When sucked and discharged twice using human cultured monocytes Cultured human monocytes derived from macrophages in a 10 cm dish and the same number of cells (one 10 cm dish: approximately 1 million cells) The sample was aspirated with each collection device (1) equipped with 1, 3, 5, 7 or 10 filters, and was collected and collected in a 15 mL conical tube for FACS analysis and Western analysis. Further, FACS analysis and Western analysis were carried out in the same manner with a collecting apparatus (filter: 0) not equipped with a filter.

  A DNA histogram analysis of cells not captured by the filter by FACS analysis, and comparing the DNA amount (cell number) patterns of each group, as shown in FIG. Compared with (NT, 0 sheets), the number of cells that were not captured by the filter was smaller when it was passed through the filter. Moreover, the number of cells that were not captured by the filter gradually decreased as the number of filters increased from 1 to 10. The FACS pattern shown in the upper right of FIG. 3 (A) (in the case of using five filters) shows that the used cells were healthy.

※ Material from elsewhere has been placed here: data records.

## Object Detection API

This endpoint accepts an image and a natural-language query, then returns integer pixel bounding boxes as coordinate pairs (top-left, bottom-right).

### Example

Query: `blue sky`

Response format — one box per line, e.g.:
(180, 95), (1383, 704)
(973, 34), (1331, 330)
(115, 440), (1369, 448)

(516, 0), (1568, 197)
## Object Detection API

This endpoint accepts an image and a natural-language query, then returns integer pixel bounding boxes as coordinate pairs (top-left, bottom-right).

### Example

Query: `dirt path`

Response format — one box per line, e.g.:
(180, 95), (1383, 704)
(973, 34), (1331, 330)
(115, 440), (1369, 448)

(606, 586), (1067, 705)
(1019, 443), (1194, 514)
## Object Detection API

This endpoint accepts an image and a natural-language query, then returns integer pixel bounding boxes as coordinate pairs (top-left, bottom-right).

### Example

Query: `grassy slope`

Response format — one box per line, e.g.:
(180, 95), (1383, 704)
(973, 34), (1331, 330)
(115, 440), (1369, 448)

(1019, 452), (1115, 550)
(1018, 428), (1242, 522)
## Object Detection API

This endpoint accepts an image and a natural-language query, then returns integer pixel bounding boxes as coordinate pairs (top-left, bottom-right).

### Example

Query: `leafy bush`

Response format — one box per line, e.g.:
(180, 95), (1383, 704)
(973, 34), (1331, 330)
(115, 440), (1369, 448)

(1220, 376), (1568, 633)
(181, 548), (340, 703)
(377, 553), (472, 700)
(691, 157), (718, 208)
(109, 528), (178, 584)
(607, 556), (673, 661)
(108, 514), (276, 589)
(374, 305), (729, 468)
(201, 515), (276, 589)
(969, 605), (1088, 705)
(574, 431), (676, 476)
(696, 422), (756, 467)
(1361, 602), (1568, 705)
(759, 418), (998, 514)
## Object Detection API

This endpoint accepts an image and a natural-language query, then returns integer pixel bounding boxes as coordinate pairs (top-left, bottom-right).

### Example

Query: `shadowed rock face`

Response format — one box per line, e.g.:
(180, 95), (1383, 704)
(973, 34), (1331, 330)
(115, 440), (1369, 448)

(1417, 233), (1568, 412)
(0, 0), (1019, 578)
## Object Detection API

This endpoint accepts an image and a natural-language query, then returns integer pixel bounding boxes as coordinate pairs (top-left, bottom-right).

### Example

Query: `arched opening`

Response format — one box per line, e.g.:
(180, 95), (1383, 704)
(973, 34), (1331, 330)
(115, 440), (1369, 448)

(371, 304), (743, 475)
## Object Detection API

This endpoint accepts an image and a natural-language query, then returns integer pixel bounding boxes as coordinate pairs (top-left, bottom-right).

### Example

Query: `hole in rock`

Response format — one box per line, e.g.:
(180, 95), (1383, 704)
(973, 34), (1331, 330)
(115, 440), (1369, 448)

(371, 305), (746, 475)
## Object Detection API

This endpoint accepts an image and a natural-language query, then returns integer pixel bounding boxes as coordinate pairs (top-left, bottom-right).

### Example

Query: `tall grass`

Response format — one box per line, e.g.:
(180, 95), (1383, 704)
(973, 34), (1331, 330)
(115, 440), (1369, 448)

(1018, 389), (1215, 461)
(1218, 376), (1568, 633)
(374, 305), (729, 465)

  Further, Western analysis using antibodies against GAPDH (a glycolytic enzyme expressed in any cell) and Erk1 / 2 (a signal transduction factor expressed in proliferating cells) revealed that FIG. 3 (B) and FIG. As shown in FIG. 3 (C), the band intensity (reflecting these antigenic proteins) gradually decreased as the number of filters increased from 1 to 10 in accordance with the tendency consistent with the FACS analysis results.

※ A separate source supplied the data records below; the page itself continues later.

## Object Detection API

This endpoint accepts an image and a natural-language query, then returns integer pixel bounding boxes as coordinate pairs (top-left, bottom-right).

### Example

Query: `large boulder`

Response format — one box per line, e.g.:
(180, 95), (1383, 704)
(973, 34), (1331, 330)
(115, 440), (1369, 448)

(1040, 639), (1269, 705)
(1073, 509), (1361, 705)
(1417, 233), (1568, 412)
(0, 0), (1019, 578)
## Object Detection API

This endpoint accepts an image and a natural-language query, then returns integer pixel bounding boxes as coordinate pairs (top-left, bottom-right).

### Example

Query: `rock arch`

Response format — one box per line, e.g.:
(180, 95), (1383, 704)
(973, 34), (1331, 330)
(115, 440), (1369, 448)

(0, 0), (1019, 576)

  On the other hand, the cells captured by the filter were eluted by aspirating 0.5 ml of protein lysate (TNET), and a part of the cells was subjected to Western analysis. As a result, as shown in FIG. 3 (C), the amount of captured protein is small when the number of filters is 1 or 3; Had been captured. If the number of filters is 7 or 10, it is thick and the cell aspiration / discharge is not smooth. Considering the possibility of some proteins not being captured by 3 sheets, these results indicate that the number of filters is 5 Judged to suggest.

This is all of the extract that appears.